Patients with Postherpetic neuralgia in the trunk area, belonging to the Blood Stasis syndrome. They will be treated with a combination of Warm Acupuncture and Gabapentin. The intervention period is four weeks. Warm Acupuncture will be performed five times a week and Gabapentin is administered daily for 4 weeks. Data on the Visual Analog Scale (VAS), and side effects of Warm Acupuncture and Gabapentin will be recorded before the study and weekly for 4 weeks.
Study Type
INTERVENTIONAL
Allocation
RANDOMIZED
Purpose
TREATMENT
Masking
NONE
Enrollment
36
This group used gabapentin 300mg per tablet, twice a day, for a treatment period of 4 weeks, combined with warm acupuncture at the Ashi point, EX-B2, LI4, TE6, PC5 and SP6, five times a week for 4 weeks.
This group used gabapentin 300mg per tablet, twice a day, for a treatment period of 4 weeks
The change of the Visual Analog Scale (VAS)
Pain will be measured using the Visual Analog Scale (VAS). Patients will be asked to circle a number from 0 to 10, where 0 represents "no pain" and 10 represents "the worst possible pain.
Time frame: Assessments were conducted before intervention and after each intervention week throughout the four weeks (Week 0, Week 1, Week 2, Week 3, Week 4)

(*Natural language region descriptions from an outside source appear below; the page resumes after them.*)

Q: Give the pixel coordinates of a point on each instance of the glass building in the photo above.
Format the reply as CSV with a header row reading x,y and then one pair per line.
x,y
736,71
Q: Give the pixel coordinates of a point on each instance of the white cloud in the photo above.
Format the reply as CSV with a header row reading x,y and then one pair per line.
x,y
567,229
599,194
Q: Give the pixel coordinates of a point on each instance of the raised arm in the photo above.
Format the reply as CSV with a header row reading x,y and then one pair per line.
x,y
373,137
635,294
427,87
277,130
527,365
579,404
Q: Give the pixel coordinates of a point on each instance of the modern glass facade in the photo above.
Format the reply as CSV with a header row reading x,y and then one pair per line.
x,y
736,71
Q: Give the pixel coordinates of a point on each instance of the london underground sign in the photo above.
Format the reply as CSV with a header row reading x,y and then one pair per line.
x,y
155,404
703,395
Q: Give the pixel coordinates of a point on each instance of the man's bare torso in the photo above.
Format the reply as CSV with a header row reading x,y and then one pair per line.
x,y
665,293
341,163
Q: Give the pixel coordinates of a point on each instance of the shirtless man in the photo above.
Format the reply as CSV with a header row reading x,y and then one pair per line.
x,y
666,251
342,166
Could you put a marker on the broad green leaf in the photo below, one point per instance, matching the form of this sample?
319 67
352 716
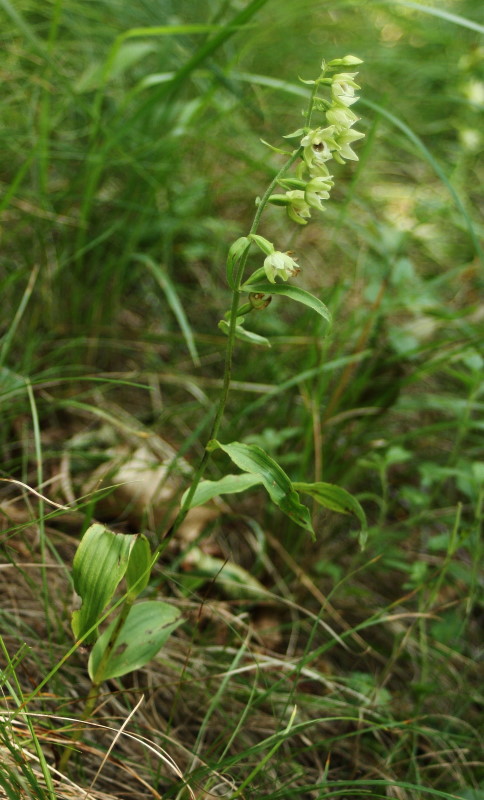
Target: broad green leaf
138 571
229 484
251 458
236 252
234 580
245 336
147 627
336 499
99 564
294 293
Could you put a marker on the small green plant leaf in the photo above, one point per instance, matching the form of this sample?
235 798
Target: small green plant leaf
294 293
336 499
243 335
138 571
147 627
229 484
99 564
251 458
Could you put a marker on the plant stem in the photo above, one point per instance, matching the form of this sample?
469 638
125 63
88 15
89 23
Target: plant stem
227 376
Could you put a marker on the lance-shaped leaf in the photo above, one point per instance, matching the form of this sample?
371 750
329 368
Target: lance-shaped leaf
229 484
147 627
251 458
336 499
294 293
138 571
99 564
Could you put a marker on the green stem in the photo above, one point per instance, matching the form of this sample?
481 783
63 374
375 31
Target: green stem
185 507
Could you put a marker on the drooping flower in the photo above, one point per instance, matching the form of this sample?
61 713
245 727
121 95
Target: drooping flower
298 209
341 116
343 88
318 145
280 265
318 189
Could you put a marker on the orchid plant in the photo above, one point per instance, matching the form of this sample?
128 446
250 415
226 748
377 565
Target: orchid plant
104 558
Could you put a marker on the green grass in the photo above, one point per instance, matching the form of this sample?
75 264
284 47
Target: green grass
129 162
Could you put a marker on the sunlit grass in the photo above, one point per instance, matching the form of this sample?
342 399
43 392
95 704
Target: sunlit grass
128 164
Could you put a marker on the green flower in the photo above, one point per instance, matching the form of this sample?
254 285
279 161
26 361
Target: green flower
298 210
280 265
346 61
343 88
318 189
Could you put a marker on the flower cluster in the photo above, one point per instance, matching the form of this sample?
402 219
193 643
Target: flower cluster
320 145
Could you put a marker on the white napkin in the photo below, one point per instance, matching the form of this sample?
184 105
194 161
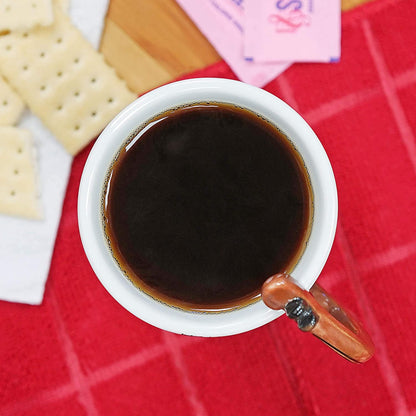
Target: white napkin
26 246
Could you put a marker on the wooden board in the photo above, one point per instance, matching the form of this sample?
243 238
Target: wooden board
151 42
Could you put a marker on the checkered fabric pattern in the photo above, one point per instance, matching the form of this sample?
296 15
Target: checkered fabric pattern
80 353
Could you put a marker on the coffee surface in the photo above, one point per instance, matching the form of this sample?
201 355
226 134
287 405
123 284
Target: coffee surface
204 204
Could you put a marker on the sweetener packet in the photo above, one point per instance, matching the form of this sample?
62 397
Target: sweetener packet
293 30
222 23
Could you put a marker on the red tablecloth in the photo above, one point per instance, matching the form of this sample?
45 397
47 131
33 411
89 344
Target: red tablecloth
81 353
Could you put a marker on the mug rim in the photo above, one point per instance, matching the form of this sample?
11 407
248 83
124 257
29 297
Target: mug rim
136 114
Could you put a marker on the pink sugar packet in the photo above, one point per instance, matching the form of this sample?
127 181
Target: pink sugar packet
222 23
293 30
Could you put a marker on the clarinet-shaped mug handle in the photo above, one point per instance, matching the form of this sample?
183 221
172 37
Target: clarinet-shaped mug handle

Proportion of intervention-related adverse events
While Warm acupuncture is generally considered safe, some patients may experience minor side effects at the application site. Studies on Warm Acupuncture have reported negligible adverse effects. The recorded adverse effects include burns, pain at the acupuncture site, and bleeding at the acupuncture site. The study will closely monitor and document any unexpected adverse events associated with the procedure.